Effective Parenting…An Inside Job

Posted on 28. Aug, 2007 by admin in Inspiration

The face of a child can say it all, especially the mouth part of the face.  (Deep Thoughts By Jack Handy) Parents_2

So what’s WRONG with that kid, anyway?  She’s aggressive, bossy, hyper, and sometimes so outspoken that you are convinced that you need to be saving for law school (or bail) now.  You aren’t quite sure what you’ve done wrong, but things have become so difficult that you need some outside help.   The hundreds of parenting books and and DVDs can be overwhelming and scary.  Which one will help?  Who is right?  The marine style psychologist who barks out tough love instructions, or the "touchy feely" one who encourages classical music at the breakfast table?

The truth is, that we aren’t given enough information, much less helpful and accurate information, when we enter the parenting arena. So much emphasis is placed on decorating the baby’s room, picking out names, and "setting up shop" for a new little person to enter the world.  Usually, there isn’t much useful discussion about how to parent, just unsolicited advice and debates over "to spank or not to spank."  No one really expects or plans to have anything other than a smart, beautiful, and OBEDIENT child.  And, despite your current frustration with back talk, calls from the school, and sibling rivalry, you DO have a smart, beautiful and obedient child. 

Solutions emerge as a result of self examination, honoring the child’s uniqueness, and blending different techniques to fit your family’s needs.  My own family is a work in progress. We’ve come a long way from rebelling against the inevitable ADHD label, to embracing it for the gift that it truly is.  I mentioned Byron Katie’s The Work in several other blogs, and I have to give it credit for helping me self examine my own part in reinforcing negative and unwanted behavior from my children.  What was I doing to contribute?  If I wasn’t able "to behave" in my own mind, how in the world were my kids supposed to do it?  What’s true is that I should behave.  It all starts with me.

Children and their behaviors are all our teachers.  How would your day be different if you thought of a temper tantrum as a lesson to learn from?  Typically, I would recite all of the fast and swift punishments that I was ready to enforce if the dreaded behavior didn’t stop immediately.  This ensured that the behavior would be repeated faster than a speeding bullet.  I agree with Howard Glasser, creator of The Nurtured Heart Approach, that we’ve got it upside down.
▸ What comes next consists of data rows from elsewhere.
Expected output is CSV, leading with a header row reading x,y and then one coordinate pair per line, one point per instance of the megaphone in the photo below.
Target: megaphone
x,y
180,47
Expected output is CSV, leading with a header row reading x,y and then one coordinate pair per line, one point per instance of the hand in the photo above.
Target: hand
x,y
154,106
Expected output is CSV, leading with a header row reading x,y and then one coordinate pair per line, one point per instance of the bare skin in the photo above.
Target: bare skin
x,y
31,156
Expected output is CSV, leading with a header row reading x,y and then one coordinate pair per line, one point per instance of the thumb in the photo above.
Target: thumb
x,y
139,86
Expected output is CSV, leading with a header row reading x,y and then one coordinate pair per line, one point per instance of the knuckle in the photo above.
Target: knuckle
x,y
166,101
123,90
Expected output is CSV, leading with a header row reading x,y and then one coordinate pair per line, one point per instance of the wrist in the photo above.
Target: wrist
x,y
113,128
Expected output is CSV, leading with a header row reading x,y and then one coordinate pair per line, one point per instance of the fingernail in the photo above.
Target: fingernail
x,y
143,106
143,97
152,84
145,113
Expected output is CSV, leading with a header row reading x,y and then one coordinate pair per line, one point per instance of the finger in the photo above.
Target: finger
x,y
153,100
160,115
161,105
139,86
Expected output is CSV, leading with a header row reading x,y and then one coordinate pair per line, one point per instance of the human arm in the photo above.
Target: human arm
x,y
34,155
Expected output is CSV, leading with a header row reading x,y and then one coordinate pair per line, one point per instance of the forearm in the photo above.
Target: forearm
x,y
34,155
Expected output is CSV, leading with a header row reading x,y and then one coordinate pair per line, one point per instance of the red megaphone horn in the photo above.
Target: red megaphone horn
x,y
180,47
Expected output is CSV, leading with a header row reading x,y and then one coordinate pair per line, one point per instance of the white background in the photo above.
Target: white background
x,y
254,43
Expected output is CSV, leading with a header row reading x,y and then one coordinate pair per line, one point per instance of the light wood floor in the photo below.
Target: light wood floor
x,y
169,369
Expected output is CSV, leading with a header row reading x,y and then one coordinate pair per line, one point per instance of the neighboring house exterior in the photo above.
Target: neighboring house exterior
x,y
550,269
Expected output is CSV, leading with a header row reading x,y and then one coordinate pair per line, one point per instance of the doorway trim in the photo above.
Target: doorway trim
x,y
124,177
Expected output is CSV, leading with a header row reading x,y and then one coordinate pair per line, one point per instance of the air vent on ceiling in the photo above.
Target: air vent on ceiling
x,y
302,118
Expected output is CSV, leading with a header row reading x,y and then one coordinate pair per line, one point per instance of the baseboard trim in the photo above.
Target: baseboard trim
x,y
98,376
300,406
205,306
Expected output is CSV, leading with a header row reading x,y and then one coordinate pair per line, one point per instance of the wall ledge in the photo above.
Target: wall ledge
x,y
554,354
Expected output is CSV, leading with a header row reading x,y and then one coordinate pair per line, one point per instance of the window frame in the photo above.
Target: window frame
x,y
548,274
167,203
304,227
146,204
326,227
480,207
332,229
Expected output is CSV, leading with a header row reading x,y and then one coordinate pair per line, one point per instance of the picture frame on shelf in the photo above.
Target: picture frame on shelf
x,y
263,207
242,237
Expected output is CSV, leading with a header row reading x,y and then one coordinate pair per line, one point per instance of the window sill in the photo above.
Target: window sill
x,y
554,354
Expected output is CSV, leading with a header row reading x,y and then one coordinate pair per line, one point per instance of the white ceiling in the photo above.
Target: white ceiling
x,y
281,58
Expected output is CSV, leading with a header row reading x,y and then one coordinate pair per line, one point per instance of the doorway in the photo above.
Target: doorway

If we give all of our energy (which is what kids want) to what they do wrong, and busily get our work done when they are behaving well, it makes sense that the difficult child would subconsciously default to what gets our attention.  See, I told you your child is smart.

I’ve consumed enough parenting books, DVDs, CDs, and workshops that I’ve become a clearing house for parents.  There are only a handful of programs that are worthwhile.  Even with that, I do not believe that one specific book or method is the answer. I’ve found that a blend of a few different techniques can respect the values of the family while still  honoring the child and her personality/diagnosis/strengths.

Over the past several months, my son Ryan has experienced an increase in success at school, with relationships, and is really a much happier kid.  I decided to ask him what he thought he was doing different.

"Nothing," he quickly replied.  Of course, I was expecting a much more profound answer, like "Oh, golly Mom. It’s all of those social skills exercises that you try to do with me."  So, I pressed him to really think about it.

"Well, there must be something that you notice that is different. You are really working hard, and there just hasn’t been any trouble at school lately. What do you think?"

"I guess it is that you’ve lightened up," he concluded.

Bingo!  I’d stopped all of the lecturing, nagging, and yelling.  What I had started, was "living it to give it."  There are consequences for unwanted behavior, but that isn’t my focus now.  Noticing, rewarding and complimenting what I do like is center stage. 

The real truth is that you have been blessed with a child who has a lot to teach you: patience, humility, honesty, and integrity.  Embrace it.